Coca-Cola Foundation Philippines was established by The Coca-Cola Company and the Coca-Cola FEMSA Philippines in November 1986 shortly after the EDSA People Power, when the spirit of volunteerism was at an all-time high. According to their corporate data, the foundation was established to manifest the company’s long-term commitment of corporate citizenship in the Philippines. Since then, the foundation had been involved in numerous successful projects, which revolve around two major aspects of life—water and youth.
Alcantara, herself, describes what they do: “The foundation is all about water and youth, and these two are most important to us. Water, firstly because it is the main ingredient of Coca-Cola, and in the community, it’s just as important, because if there’s no water, there’s no life.” In other words, she said the foundation’s existence is all about making sure that communities that have the least access to water will have access to potable water and water for sanitation and domestic use. She adds that they are also “about keeping kids in school, especially in the remote areas and poor communities, giving them access to complete elementary education.”
In particular, she says the bulk of their work on water, through their Agos Program, is providing water systems to communities, who would normally walk long distances to fetch water downhill, and carry them back to their homes. The main technology they use is called a Ram Pump, which is an old technology developed in England centuries ago, but was not perfected then in the field, until an organization in Negros called the Alternative Indigenous Development Foundation has found a way to make the system work, so that the communities are able to maintain it on their own. Alcantara beams as she proudly states that the system doesn’t use any electricity or fossil fuel to run, and instead just uses the energy from the water source itself. The Negros-based organization won a Ramon Magsaysay Award in 2012, and Coca-Cola Foundation decided to partner with them. Today, Alcantara says, they have helped about 114 communities nationwide—as far north as Cagayan, and as far south as ARMM, since they started in 2012.
Reflecting on the impact of their water projects, Alcantara says, “its amazing how just water from the tap changes the community. A lot of them are so happy because to them, their last priority is bathing,” and the availability of water to them changes their lives.
Coca-Cola Foundation’s second main project for the youth is named the Little Red Schoolhouse Project, which started out by building three-classroom school buildings in remote areas, where schools are usually multi-grade. She describes the multi-grade system as where kids of two or three different grade levels are in one classroom, because their population is small. This is mainly to help government address the shortage of classrooms in public schools. They have also been co-presenters of the TAYO Awards Foundation and the National Youth Commission in the Search for the Ten Accomplished Youth Organizations since 2006.
Alcantara shares that due to all the numerous projects that they oversee and monitor, they have found the need to upgrade their own office systems to cope. With a laugh, she reveals that they are only about four people in the foundation, performing multiple tasks. That’s why they were so happy to have partnered with NetSuite, which updated their systems and migrated all their data to the cloud in 2014. This makes their tasks so much easier, Alcantara says, because they can spend more time on other priorities as well.

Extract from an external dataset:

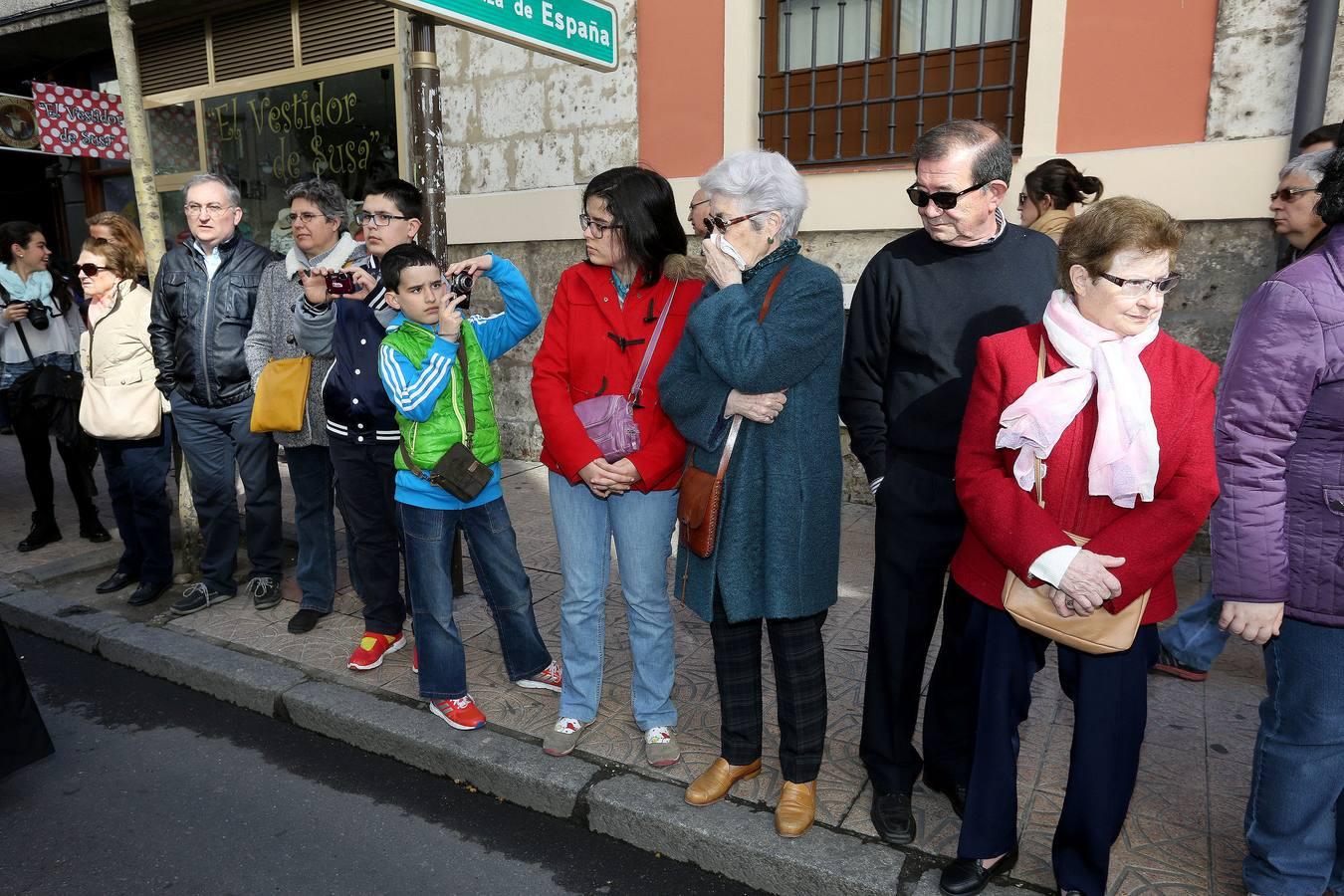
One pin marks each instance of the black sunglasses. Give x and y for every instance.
(943, 199)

The lady executive says she is grateful for the work that she does, and wants to be able to ensure sustainability for their projects. Several years down the road, she says she sees herself perhaps helping more in the advocacy for good governance, transparency, and better sustainability for other NGOs.

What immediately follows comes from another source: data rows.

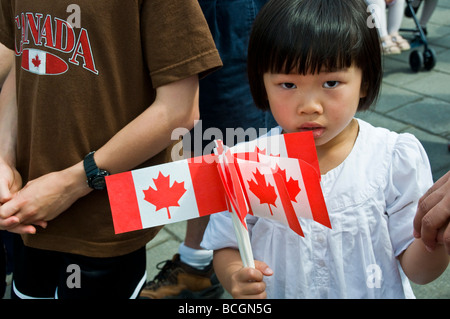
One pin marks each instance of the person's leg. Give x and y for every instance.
(395, 17)
(121, 277)
(427, 12)
(35, 273)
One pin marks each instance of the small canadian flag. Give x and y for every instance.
(164, 194)
(282, 185)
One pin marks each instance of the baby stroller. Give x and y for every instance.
(416, 60)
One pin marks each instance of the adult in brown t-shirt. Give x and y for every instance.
(115, 77)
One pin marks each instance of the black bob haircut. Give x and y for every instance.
(307, 36)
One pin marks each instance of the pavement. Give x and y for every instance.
(418, 103)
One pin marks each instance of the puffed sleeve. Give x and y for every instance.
(409, 178)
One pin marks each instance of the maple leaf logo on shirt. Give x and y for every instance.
(291, 185)
(164, 196)
(36, 61)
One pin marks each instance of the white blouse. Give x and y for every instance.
(371, 199)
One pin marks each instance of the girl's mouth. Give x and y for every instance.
(315, 128)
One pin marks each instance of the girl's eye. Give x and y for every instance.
(288, 85)
(331, 84)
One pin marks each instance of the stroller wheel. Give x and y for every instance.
(429, 59)
(415, 61)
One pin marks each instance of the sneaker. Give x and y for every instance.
(389, 47)
(181, 281)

Personally, she says, her priority will always be her family. And with kids already grown up, she says she and her husband like to drive by the countryside whenever they can. She also enjoys biking around their village and doing pilates as an exercise, even as they both serve in their local parish during weekends. For her, it’s about having a life well-lived, pursuing one’s passions and advocacies, while at the same time nourishing one’s own spiritual pursuits.